Archived Movable Type Content

April 29, 2004

Gnikcuf FCC prudes

Current.org:

"So, can we say 'suck'?"

That's what Fresh Air co-executive producer Danny Miller asked attorney Steve Schaffer. Miller was calling because emerging star Nellie McKay uses the word in a song excerpted in the program's review of her album Get Away From Me.

No, said Schaffer. No "suck." Though McKay was insulting somebody and not talking about sex, the word's sexual connections make it a no-no in the new landscape of media regulation. Miller cut out the offending word and spliced it in backwards, leaving alert Fresh Air listeners to wonder why McKay would think something "skcus."
......

As a result of the Bono ruling, broadcasters have two red flags to watch out for — not counting obscenity, which is not immediately at issue.

* Indecency: As defined by the Pacifica case, it's material that "in context, depicts or describes, in terms patently offensive as measured by contemporary community standards for the broadcast medium, sexual or excretory organs or activities." The "community" is generally interpreted by the commission as "the national community as a whole," and the "standards" are as vague as ever.
* Profanity: The FCC said in the Bono decision it's commonly defined as "vulgar, irreverent or coarse language" but officially cites a definition from a 1972 case that reads, in part ". . . language so grossly offensive to members of the public who actually hear it as to amount to a nuisance." To that, the commission added that it "will also consider under the definition of 'profanity' the 'f-word' and those words (or variants thereof) that are as highly offensive as the 'f-word.'"

And which words are those?

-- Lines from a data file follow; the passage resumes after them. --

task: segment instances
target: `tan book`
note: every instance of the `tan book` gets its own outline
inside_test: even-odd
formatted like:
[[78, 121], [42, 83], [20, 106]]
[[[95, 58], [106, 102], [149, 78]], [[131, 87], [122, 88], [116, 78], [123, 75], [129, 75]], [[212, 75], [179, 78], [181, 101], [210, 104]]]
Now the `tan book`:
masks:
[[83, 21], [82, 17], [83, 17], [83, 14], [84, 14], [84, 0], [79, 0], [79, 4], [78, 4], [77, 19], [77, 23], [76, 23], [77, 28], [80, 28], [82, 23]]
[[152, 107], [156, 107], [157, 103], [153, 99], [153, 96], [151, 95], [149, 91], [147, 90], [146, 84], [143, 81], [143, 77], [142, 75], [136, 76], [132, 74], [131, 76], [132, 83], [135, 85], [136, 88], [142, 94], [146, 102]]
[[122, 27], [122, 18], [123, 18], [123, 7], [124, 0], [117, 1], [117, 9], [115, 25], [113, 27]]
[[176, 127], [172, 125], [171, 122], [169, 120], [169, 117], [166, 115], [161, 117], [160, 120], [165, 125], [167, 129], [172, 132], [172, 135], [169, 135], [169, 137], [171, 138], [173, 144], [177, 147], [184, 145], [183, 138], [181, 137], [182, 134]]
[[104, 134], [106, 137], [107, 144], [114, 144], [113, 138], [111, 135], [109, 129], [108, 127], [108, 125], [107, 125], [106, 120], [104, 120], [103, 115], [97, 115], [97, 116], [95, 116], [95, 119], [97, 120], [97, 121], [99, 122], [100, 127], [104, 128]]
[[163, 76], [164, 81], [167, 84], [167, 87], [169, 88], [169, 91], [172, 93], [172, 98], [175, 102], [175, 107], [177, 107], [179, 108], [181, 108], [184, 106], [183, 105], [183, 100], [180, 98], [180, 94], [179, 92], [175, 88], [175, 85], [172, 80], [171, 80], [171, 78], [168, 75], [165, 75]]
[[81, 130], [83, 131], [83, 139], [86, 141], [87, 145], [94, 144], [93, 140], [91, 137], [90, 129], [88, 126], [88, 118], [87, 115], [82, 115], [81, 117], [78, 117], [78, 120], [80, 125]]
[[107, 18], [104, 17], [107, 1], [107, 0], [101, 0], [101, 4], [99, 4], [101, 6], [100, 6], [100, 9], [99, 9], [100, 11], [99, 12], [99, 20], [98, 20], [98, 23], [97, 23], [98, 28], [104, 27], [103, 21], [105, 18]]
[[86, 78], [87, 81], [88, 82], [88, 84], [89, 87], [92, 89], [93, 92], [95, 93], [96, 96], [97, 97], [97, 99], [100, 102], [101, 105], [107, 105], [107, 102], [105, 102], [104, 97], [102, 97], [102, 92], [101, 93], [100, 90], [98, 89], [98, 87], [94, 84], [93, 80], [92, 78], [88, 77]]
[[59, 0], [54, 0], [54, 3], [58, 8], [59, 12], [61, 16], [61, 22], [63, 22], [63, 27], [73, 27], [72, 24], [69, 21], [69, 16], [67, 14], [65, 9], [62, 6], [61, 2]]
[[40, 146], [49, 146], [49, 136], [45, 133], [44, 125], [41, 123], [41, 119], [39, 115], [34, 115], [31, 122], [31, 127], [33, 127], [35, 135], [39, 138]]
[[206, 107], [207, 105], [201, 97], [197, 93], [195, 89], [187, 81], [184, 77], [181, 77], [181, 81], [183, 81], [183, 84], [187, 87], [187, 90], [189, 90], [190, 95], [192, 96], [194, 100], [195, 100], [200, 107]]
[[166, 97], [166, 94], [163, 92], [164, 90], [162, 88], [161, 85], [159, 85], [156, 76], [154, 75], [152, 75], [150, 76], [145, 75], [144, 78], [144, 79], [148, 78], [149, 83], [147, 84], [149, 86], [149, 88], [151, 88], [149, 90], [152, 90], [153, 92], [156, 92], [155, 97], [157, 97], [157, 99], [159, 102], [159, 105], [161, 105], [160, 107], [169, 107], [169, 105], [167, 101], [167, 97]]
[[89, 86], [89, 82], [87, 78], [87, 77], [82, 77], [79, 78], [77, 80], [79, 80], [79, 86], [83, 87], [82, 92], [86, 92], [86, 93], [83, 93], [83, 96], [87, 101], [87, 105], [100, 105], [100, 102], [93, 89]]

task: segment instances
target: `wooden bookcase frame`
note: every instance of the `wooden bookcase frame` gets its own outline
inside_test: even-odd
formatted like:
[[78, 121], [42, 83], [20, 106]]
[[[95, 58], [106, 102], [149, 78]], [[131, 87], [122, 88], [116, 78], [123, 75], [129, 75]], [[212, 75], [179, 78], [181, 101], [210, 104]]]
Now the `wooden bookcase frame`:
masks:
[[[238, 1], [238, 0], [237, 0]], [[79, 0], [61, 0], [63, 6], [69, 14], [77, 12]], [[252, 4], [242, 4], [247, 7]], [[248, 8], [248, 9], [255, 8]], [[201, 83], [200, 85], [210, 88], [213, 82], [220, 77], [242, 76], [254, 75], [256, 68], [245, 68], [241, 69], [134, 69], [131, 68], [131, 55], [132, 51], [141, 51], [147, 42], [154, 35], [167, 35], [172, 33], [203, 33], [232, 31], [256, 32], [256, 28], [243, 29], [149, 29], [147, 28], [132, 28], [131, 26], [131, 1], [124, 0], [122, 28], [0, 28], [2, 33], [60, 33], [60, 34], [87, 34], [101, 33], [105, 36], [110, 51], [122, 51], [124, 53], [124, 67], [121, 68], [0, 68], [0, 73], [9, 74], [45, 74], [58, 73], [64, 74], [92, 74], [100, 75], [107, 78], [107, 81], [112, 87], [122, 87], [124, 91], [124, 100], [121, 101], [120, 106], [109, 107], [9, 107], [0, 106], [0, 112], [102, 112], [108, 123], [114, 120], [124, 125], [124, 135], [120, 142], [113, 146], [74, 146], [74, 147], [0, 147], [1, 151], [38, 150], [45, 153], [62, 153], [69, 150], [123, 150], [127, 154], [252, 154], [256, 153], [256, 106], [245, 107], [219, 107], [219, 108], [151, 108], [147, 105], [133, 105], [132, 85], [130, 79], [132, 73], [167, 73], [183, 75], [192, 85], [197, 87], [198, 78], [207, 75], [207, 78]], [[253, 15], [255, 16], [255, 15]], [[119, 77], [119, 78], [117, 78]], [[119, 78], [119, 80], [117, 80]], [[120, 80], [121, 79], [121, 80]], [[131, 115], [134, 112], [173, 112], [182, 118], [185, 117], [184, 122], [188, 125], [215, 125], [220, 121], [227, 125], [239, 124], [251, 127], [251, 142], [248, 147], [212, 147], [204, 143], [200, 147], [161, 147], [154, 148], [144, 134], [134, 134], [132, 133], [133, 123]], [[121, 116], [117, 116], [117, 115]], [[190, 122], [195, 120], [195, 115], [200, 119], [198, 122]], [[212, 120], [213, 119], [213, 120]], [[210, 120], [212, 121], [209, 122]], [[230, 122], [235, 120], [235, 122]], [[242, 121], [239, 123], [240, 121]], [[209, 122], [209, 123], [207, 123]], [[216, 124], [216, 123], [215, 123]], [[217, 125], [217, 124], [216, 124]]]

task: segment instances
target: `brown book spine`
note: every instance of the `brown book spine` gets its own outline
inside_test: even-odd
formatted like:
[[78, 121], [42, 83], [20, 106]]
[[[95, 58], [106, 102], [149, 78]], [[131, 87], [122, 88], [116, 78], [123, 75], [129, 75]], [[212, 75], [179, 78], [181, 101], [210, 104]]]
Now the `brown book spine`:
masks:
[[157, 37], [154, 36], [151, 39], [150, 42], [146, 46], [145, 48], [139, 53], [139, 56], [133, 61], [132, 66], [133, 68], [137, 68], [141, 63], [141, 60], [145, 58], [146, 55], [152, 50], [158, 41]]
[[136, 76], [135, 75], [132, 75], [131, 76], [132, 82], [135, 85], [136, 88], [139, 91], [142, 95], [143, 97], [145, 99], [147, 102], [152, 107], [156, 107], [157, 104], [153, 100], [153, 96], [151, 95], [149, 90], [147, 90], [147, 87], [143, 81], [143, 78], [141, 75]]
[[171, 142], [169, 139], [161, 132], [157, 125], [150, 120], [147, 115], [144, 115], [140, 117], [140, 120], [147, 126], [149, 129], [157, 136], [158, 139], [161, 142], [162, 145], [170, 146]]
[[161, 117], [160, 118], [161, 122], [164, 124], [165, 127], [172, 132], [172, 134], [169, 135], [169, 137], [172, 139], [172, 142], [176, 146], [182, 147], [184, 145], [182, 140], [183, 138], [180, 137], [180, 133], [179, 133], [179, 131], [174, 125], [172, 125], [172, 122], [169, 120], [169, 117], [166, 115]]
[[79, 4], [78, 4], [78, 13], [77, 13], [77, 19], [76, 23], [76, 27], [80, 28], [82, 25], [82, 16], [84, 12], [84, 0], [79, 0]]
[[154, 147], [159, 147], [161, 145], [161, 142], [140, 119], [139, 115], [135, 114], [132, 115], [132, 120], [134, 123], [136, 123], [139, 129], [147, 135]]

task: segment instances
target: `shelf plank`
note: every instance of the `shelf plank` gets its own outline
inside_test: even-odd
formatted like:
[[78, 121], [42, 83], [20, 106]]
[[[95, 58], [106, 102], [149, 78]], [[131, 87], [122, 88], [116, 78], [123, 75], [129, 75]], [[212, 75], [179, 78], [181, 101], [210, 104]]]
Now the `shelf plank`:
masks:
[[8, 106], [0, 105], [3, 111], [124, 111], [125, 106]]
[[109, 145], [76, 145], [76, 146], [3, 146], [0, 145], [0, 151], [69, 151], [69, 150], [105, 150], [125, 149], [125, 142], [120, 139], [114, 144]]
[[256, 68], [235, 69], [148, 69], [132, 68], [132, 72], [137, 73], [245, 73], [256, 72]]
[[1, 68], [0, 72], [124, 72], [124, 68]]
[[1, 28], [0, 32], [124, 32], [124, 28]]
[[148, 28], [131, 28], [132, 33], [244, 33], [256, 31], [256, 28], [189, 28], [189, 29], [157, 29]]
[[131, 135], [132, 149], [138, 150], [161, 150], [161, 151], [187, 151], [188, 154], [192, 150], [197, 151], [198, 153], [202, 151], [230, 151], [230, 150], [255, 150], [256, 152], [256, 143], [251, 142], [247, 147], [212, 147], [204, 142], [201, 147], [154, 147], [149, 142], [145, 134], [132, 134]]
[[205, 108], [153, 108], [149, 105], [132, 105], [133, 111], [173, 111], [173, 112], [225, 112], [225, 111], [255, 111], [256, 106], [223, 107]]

The open-ended ruling against offensiveness has attorneys preaching absolute caution. It could greatly expand the commission's jurisdiction, Crigler says, and the elimination of the "informal or fleeting" excuse means the stakes are higher. The FCC "used to cut people some slack, but now that's gone," Crigler says. "One word will do you."

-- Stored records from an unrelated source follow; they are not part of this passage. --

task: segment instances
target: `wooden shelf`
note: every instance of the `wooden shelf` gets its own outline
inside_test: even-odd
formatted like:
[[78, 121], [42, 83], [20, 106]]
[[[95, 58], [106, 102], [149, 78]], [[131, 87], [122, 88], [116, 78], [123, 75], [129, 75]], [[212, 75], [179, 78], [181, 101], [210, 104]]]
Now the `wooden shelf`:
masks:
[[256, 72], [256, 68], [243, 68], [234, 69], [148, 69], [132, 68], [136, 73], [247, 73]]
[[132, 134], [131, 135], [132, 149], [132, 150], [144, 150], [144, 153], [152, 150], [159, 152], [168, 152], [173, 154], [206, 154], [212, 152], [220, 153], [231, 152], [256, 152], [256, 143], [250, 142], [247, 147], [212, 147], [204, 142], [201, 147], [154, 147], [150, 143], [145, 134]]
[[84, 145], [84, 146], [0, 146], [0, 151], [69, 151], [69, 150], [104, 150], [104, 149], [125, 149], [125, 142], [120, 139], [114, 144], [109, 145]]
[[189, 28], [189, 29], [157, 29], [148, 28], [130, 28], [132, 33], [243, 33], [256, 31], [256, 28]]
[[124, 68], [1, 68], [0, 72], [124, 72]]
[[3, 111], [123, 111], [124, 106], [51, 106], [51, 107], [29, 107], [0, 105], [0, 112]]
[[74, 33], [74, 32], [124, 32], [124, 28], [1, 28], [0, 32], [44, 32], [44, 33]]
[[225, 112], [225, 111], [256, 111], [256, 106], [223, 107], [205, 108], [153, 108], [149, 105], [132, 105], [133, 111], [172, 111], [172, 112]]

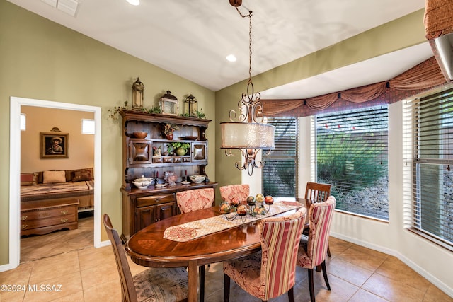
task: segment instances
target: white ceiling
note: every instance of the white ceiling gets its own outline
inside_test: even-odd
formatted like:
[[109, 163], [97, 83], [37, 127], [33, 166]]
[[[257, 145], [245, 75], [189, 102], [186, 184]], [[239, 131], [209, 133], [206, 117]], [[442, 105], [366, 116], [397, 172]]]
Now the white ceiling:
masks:
[[[126, 0], [80, 0], [75, 17], [40, 0], [8, 1], [213, 91], [248, 76], [248, 19], [241, 18], [228, 0], [140, 0], [138, 6]], [[252, 74], [424, 5], [425, 0], [243, 0], [243, 13], [253, 11]], [[226, 61], [230, 54], [237, 57], [236, 62]], [[357, 87], [391, 79], [432, 56], [426, 42], [261, 94], [302, 98]]]

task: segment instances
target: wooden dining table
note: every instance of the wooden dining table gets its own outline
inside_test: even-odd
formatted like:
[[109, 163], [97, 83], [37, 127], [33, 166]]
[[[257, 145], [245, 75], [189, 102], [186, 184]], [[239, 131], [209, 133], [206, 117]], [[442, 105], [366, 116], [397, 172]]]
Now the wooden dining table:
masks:
[[[304, 199], [298, 201], [304, 204]], [[292, 209], [291, 211], [295, 211]], [[285, 214], [288, 211], [279, 215]], [[260, 220], [185, 242], [164, 238], [165, 230], [191, 221], [222, 215], [219, 206], [173, 216], [151, 224], [132, 236], [126, 250], [132, 260], [149, 267], [188, 267], [189, 302], [198, 300], [198, 267], [236, 259], [261, 250], [256, 227]]]

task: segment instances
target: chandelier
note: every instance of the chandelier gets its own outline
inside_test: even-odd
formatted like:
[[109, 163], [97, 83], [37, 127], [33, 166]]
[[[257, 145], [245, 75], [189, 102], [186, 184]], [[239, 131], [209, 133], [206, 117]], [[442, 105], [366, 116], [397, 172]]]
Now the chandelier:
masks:
[[[257, 161], [256, 155], [261, 149], [266, 149], [270, 152], [274, 146], [275, 127], [265, 124], [265, 119], [263, 114], [263, 104], [261, 95], [255, 93], [252, 83], [252, 11], [248, 15], [243, 15], [239, 6], [242, 4], [241, 0], [229, 0], [231, 6], [234, 6], [242, 18], [248, 18], [248, 81], [247, 91], [242, 93], [241, 100], [238, 103], [239, 115], [236, 111], [229, 111], [230, 122], [220, 123], [222, 130], [222, 144], [220, 148], [225, 149], [225, 154], [228, 156], [234, 155], [231, 149], [241, 151], [244, 157], [243, 163], [236, 162], [236, 168], [239, 170], [247, 170], [250, 176], [253, 173], [253, 168], [263, 168], [264, 162]], [[237, 121], [234, 119], [237, 117]]]

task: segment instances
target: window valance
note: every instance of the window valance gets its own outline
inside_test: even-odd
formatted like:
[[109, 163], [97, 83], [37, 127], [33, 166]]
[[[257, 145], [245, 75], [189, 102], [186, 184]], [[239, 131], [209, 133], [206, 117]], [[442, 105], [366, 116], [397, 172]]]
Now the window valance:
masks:
[[425, 2], [425, 31], [428, 40], [453, 32], [453, 1], [426, 0]]
[[[391, 103], [446, 83], [434, 57], [389, 81], [306, 99], [261, 100], [268, 116], [308, 116], [331, 111]], [[352, 103], [367, 103], [357, 106]]]

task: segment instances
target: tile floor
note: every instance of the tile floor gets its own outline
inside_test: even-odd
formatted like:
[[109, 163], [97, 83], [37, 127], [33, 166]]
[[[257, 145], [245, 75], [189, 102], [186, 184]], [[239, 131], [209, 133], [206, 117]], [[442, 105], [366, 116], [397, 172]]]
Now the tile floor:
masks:
[[[71, 231], [60, 233], [63, 235], [65, 232]], [[66, 234], [64, 237], [71, 236]], [[111, 247], [96, 249], [92, 243], [81, 245], [84, 246], [75, 246], [72, 250], [54, 249], [57, 255], [23, 262], [15, 269], [1, 272], [0, 284], [27, 288], [36, 286], [38, 289], [44, 284], [49, 285], [52, 291], [0, 291], [0, 301], [120, 301], [120, 281]], [[326, 266], [332, 289], [328, 291], [322, 274], [315, 272], [315, 291], [319, 302], [453, 301], [453, 298], [394, 257], [335, 238], [331, 238], [330, 248], [332, 257], [328, 258]], [[36, 250], [41, 250], [40, 248]], [[133, 274], [145, 269], [132, 262], [130, 264]], [[297, 278], [296, 301], [309, 301], [306, 270], [298, 267]], [[59, 285], [61, 287], [56, 287]], [[205, 301], [223, 301], [221, 264], [206, 268]], [[231, 282], [230, 301], [258, 300]], [[287, 301], [287, 295], [271, 300]]]

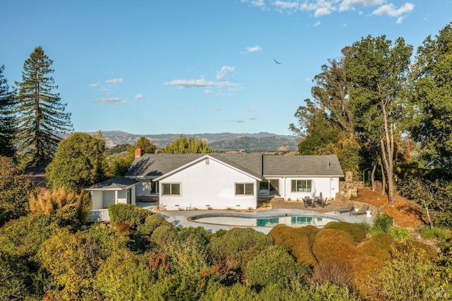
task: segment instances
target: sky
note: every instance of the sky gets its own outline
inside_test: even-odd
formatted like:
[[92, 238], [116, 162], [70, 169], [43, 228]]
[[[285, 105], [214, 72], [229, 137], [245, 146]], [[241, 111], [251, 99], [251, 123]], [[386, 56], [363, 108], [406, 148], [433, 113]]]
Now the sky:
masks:
[[343, 47], [451, 21], [452, 0], [1, 0], [0, 66], [16, 86], [41, 46], [76, 131], [290, 135]]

Attorneys say the new profanity standard, with its call for "case-by-case" analysis, especially has a chilling effect on free speech in that it leaves programmers afraid to air things that should be legal. The upshot, Schaffer says, is "adults are wasting an incredible amount of time discussing words they should be able to say."

"We've had calls asking, can we say 'tit?'" his colleague, Larry Miller, says. "We're looking at each other saying, 'can you believe we're discussing this in a law firm?'"

Among the first to be chilled was PBS, which put sanitized versions of programs on the default "hard feeds" on its satellite. Uncut offensive language, as in this month's Prime Suspect 6: The Last Witness, was available to stations on the optional soft feed.

Fresh Air will edit a pivotal Sweeny Todd lyric for an upcoming broadcast, Miller says, because it includes "shit." The program aired the line in the past because its artistic value was such that Fresh Air producers were willing to endure calls from offended listeners. "Now," says Miller, "I don't think we could ask stations to take the risk."